Dr. Ismail Bustany is a Fellow at AMD, where he works on physical design implementation and MLCAD . He has served on the technical program committees for the ISPD, ISQED, and DAC. He was the 2019 ISPD general chair. He currently serves on the organizing committees for the ICCAD and SLIP. He organized the 2014 and 2015 ISPD detailed routing-driven placement contests and co-organized the 2017 ICCAD detailed placement contest. His research interests include physical design, computationally efficient optimization algorithms, MLCAD, sparse matrix computations/acceleration, and partitioning algorithms. He earned his B.S. in CSE from UC San Diego and M.S./Ph.D. in EECS from UC Berkeley.
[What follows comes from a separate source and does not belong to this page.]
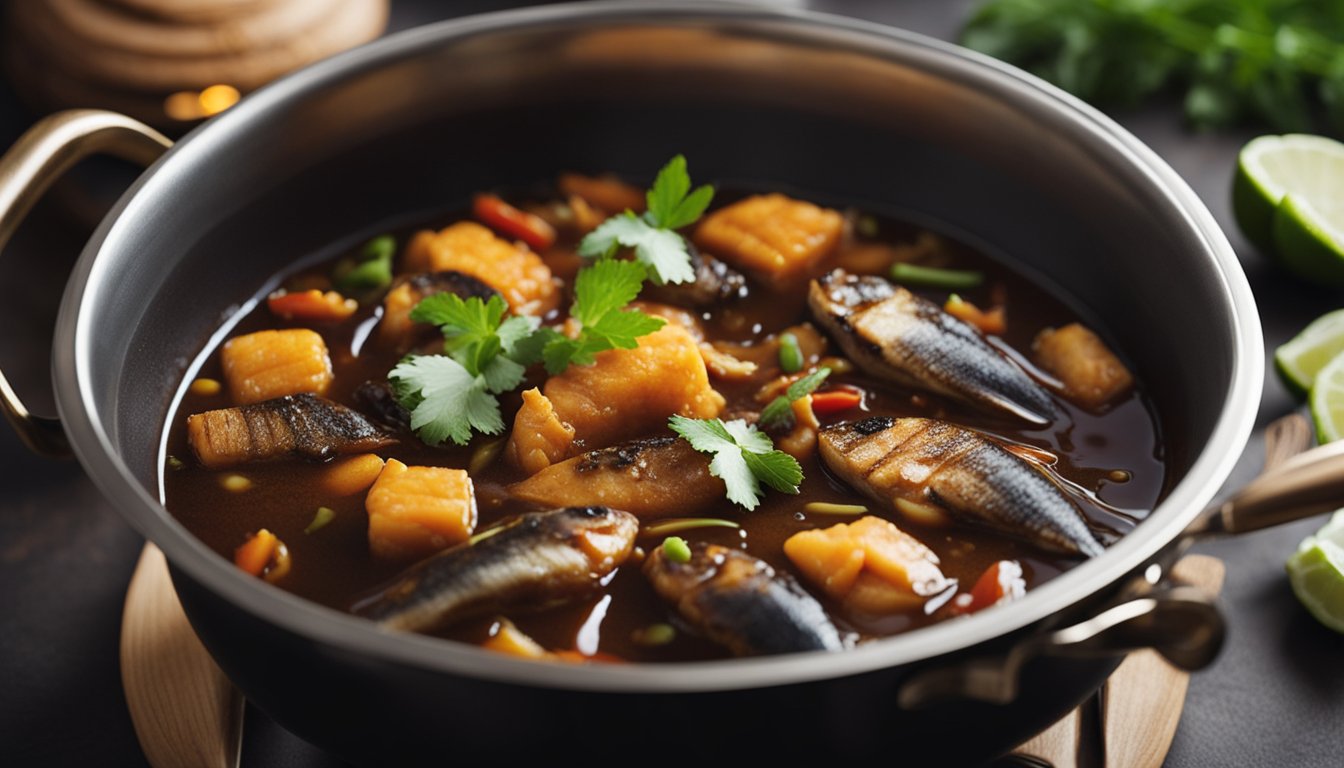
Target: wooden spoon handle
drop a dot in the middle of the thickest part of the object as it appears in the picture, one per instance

TILOS Seminar: Closing the Virtuous Cycle of AI for IC and IC for AI
David Pan, Professor, University of Texas at Austin
The recent artificial intelligence (AI) boom has been primarily driven by three confluence forces: algorithms, big-data, and computing power enabled by modern integrated circuits (ICs), including specialized AI accelerators. This talk will present a closed-loop perspective for synergistic AI and agile IC design with two main themes, AI for IC and IC for AI. As semiconductor technology enters the era of extreme scaling and heterogeneous integration, IC design and manufacturing complexities become extremely high. More intelligent and agile IC design technologies are needed than ever to optimize performance, power, manufacturability, design cost, etc., and deliver equivalent scaling to Moore’s Law. This talk will present some recent results leveraging modern AI and machine learning advancement with domain-specific customizations for agile IC design and manufacturing, including open-sourced DREAMPlace (DAC’19 and TCAD’21 Best Paper Awards), DARPA-funded MAGICAL project for analog IC design automation, and LithoGAN for design-technology co-optimization. Meanwhile on the IC for AI frontier, customized ICs, including those with beyond-CMOS technologies, can drastically improve AI performance and energy efficiency by orders of magnitude. I will present our recent results on hardware and software co-design for optical neural networks and photonic ICs (which won the 2021 ACM Student Research Competition Grand Finals 1st Place). Closing the virtuous cycle between AI and IC holds great potential to significantly advance the state-of-the-art of each other.